On Demand Routing (ODR)

On Demand Routing (ODR)

ODR, or On Demand Routing, is a very simple way to share routes in a basic hub and spoke network.

A topology like this will have a hub router, which may also run a dynamic routing protocol. There will also be one or more spokes, which must not run a dynamic routing protocol.

The spoke routers are assumed to be stub routers, meaning that there are no other routers connected to them. However, they may have several connected networks.

The spokes are directly connected to the hub. This may be a literal connection, or a tunnel.

 

Why Use ODR?

For one, it’s simpler than using static routes everywhere. Less overhead, and it’s still dynamic.

However, it’s also simpler than configuring a full dynamic routing protocol. To do this, you would need to consider summarization, and may need additional resources on the router. This makes it suitable for low-spec routers.

 

How Does it Work?

ODR relies on CDP. When a hub router discovers a spoke router with CDP, CDP will share the locally connected networks.

Please be aware that this will only work if the spoke router is not running any other routing protocols. This will also only work for IP prefixes (not additional address families like BGP can do).

The hub router will install the learned routes into its local routing table. The hub will only send a default route to the spokes, as you would expect.

On the hub, routes learned by ODR may be redistributed into other routing protocols.

 

Configuration

Configuration of ODR is extremely simple. You should first be sure that CDP is enabled. It is on by default.

On the hub, simply configure the ODR routing process like any other routing protocol.

router odr

 

And that’s all there is to it! Now, we start learning the routes from the spokes. The spokes in turn would learn a default route from the hub.

Hub#show ip route odr
o 10.1.0.0/24 [160/1] via 192.168.1.2, 00:00:49, GigabitEthernet0/1
o 10.2.0.0/24 [160/1] via 192.168.2.2, 00:00:06, GigabitEthernet0/2
o 10.3.0.0/24 [160/1] via 192.168.3.2, 00:00:40, GigabitEthernet0/3

 

There are two approaches we could use if we want to filter routes. Both of these are on the hub router.

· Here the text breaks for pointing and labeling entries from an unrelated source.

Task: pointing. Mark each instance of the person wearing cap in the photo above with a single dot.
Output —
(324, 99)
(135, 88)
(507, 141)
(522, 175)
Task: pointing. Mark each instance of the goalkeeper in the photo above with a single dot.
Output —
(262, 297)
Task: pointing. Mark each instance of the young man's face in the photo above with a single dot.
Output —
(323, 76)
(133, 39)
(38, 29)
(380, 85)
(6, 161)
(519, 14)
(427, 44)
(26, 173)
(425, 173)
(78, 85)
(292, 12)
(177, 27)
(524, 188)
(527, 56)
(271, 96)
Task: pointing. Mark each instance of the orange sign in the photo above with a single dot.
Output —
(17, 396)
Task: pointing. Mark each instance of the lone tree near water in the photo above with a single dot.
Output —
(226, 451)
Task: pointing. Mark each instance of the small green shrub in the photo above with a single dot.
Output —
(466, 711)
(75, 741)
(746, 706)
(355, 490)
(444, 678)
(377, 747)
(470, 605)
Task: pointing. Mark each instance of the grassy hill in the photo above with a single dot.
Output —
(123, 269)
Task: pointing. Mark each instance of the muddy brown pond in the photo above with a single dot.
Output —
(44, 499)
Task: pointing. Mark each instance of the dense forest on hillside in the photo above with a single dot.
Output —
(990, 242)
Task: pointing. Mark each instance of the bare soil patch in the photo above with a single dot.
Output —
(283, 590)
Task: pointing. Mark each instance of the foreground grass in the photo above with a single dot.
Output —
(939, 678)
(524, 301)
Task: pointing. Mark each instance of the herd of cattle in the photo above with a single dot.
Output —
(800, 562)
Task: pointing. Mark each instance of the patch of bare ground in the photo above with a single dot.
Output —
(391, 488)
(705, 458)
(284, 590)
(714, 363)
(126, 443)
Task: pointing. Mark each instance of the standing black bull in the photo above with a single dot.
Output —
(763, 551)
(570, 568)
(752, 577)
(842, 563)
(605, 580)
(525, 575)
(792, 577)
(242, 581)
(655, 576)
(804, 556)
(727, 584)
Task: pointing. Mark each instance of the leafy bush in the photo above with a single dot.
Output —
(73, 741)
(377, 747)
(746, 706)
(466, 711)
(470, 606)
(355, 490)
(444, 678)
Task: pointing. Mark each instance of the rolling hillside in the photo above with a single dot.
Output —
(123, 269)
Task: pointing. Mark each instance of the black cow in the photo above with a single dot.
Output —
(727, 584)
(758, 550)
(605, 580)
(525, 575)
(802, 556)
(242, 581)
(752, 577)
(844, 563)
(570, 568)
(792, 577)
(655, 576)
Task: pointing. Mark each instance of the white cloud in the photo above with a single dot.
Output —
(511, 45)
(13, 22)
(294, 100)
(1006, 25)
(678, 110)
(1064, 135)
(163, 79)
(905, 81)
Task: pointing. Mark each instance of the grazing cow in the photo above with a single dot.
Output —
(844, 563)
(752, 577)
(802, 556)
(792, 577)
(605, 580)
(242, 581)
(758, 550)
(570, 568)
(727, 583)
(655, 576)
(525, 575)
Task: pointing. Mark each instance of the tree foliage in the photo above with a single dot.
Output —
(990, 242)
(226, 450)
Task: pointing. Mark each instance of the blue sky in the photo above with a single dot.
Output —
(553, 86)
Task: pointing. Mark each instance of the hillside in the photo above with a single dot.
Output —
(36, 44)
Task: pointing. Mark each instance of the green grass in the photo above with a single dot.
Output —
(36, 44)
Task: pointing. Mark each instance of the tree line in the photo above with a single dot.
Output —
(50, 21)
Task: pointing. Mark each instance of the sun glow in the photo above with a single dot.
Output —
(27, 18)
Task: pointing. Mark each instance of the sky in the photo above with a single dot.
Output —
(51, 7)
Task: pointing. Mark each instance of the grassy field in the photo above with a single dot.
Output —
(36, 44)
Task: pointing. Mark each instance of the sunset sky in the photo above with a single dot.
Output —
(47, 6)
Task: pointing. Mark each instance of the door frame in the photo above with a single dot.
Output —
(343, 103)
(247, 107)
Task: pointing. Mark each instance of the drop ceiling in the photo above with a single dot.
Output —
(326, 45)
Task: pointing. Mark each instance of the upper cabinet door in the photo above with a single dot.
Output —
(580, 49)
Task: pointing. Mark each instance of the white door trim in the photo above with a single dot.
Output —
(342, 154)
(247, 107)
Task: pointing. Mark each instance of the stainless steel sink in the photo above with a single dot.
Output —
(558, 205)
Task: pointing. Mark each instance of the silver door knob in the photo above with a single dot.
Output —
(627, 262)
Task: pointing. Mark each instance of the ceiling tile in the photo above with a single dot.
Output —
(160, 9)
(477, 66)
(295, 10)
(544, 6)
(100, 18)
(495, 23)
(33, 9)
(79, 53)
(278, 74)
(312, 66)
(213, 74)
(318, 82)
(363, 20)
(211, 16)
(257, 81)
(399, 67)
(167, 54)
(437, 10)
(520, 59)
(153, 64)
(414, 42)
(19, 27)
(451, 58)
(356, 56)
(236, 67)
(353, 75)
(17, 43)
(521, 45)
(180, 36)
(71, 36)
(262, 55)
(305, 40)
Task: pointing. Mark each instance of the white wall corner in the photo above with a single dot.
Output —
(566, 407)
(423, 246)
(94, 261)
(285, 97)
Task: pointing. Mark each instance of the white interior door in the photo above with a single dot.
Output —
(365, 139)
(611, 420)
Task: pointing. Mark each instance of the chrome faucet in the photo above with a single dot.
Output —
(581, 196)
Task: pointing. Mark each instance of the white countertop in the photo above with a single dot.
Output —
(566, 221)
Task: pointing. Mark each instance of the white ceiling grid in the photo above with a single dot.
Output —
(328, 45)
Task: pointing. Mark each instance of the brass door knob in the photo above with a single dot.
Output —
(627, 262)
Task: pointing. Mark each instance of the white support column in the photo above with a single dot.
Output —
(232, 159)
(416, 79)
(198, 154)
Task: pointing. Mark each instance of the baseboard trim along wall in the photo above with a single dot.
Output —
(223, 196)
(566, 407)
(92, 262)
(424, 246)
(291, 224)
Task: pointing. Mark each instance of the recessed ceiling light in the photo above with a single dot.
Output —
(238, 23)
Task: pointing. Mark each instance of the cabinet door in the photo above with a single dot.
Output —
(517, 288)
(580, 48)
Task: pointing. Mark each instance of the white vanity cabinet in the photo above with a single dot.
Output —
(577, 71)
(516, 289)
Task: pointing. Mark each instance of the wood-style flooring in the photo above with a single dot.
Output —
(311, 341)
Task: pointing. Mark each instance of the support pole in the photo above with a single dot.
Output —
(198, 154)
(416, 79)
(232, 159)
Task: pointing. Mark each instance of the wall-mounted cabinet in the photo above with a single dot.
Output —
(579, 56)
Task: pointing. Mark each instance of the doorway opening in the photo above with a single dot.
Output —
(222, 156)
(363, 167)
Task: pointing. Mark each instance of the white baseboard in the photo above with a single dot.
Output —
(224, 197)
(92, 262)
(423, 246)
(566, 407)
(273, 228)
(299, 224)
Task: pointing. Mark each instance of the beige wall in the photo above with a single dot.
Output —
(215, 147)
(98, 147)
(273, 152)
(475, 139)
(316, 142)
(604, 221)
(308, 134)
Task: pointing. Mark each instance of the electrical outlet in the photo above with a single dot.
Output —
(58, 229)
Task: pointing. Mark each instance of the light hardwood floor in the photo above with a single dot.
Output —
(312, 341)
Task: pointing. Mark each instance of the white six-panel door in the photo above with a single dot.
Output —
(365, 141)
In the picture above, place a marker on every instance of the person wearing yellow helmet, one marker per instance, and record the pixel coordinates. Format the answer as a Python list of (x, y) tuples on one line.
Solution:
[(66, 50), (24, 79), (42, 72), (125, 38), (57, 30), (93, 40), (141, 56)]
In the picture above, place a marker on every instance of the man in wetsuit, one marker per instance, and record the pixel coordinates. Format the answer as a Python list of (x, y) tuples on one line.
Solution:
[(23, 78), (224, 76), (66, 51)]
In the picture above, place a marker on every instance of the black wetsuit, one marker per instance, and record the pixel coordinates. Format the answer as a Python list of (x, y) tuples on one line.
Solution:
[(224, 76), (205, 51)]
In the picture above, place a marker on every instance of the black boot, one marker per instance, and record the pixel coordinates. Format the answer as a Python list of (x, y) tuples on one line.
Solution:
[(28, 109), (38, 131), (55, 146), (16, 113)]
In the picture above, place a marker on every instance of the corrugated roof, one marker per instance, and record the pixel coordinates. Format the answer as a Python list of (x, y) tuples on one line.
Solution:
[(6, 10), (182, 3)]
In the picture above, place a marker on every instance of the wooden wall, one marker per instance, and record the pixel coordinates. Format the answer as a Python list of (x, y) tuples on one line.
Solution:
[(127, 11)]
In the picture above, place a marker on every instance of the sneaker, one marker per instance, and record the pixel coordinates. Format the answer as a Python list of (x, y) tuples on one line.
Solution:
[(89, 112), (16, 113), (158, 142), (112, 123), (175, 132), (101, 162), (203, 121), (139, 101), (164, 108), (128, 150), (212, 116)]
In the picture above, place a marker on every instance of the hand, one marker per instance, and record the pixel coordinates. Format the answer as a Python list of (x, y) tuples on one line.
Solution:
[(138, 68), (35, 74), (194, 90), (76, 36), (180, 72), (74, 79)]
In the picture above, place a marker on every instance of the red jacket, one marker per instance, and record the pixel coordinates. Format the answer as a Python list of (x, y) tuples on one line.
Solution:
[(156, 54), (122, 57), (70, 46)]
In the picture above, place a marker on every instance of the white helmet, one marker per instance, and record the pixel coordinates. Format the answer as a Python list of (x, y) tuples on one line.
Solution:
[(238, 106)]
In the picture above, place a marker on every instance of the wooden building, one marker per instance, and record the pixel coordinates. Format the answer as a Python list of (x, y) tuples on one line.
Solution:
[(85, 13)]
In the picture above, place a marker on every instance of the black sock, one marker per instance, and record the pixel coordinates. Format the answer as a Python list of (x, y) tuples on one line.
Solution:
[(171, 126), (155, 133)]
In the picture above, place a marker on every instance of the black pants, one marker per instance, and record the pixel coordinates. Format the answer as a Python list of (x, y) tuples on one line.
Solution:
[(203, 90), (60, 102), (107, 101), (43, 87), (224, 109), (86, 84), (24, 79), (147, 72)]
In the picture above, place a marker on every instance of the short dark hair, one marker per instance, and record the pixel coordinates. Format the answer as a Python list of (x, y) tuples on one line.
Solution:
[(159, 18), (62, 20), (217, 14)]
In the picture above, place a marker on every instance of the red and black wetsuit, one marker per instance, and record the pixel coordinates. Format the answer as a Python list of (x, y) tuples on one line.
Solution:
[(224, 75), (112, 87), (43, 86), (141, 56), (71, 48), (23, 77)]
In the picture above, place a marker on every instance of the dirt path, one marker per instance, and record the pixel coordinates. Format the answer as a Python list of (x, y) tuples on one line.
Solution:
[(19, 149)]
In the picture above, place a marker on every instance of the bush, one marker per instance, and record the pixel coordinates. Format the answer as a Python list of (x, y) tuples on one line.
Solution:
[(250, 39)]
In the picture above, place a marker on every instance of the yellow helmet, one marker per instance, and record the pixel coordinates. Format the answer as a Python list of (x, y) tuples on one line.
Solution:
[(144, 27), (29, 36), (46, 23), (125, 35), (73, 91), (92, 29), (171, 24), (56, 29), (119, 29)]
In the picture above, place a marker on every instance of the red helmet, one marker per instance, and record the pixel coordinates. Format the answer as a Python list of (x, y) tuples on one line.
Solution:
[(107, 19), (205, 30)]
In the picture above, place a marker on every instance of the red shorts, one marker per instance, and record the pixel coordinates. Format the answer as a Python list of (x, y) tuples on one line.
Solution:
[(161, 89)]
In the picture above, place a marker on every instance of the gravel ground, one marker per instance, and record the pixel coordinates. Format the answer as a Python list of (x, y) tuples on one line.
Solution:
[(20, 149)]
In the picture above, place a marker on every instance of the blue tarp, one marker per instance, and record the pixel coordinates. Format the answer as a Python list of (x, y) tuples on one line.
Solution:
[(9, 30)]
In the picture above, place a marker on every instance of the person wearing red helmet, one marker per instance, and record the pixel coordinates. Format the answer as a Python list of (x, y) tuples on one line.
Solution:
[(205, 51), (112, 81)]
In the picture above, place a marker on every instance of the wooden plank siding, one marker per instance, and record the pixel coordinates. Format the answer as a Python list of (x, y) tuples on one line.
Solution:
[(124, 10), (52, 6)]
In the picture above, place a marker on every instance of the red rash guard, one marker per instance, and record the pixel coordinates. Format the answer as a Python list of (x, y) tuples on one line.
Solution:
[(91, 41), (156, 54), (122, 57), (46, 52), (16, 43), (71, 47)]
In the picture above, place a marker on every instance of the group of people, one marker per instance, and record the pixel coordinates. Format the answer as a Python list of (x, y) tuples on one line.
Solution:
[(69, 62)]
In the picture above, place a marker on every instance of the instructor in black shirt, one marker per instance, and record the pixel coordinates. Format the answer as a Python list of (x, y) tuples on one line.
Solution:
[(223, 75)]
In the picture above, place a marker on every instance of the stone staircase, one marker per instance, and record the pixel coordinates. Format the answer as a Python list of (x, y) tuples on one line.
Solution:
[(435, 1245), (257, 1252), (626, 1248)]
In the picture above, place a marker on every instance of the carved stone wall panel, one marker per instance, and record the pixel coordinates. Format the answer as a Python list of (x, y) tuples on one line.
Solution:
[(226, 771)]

The first option is simple, and that is to disable CDP on selected interfaces. This will prevent ODR running between the hub and selected routers.

If this is not the solution you need, you could be a bit more selective. Start by defining an access-list containing the routes you want to receive:

access-list 10 deny   10.3.0.0 0.0.0.255
access-list 10 permit 10.0.0.0 0.255.255.255

 

Next, under the ODR routing process, configure a distribute list, to use the ACL to restrict incoming routes:

router odr
 distribute-list 10 in

 

I have noticed that it takes quite a while for these changes to take effect.  Changing CDP timers (default is 60s) may help improve this, but mostly I think it’s a trade-off for simplicity.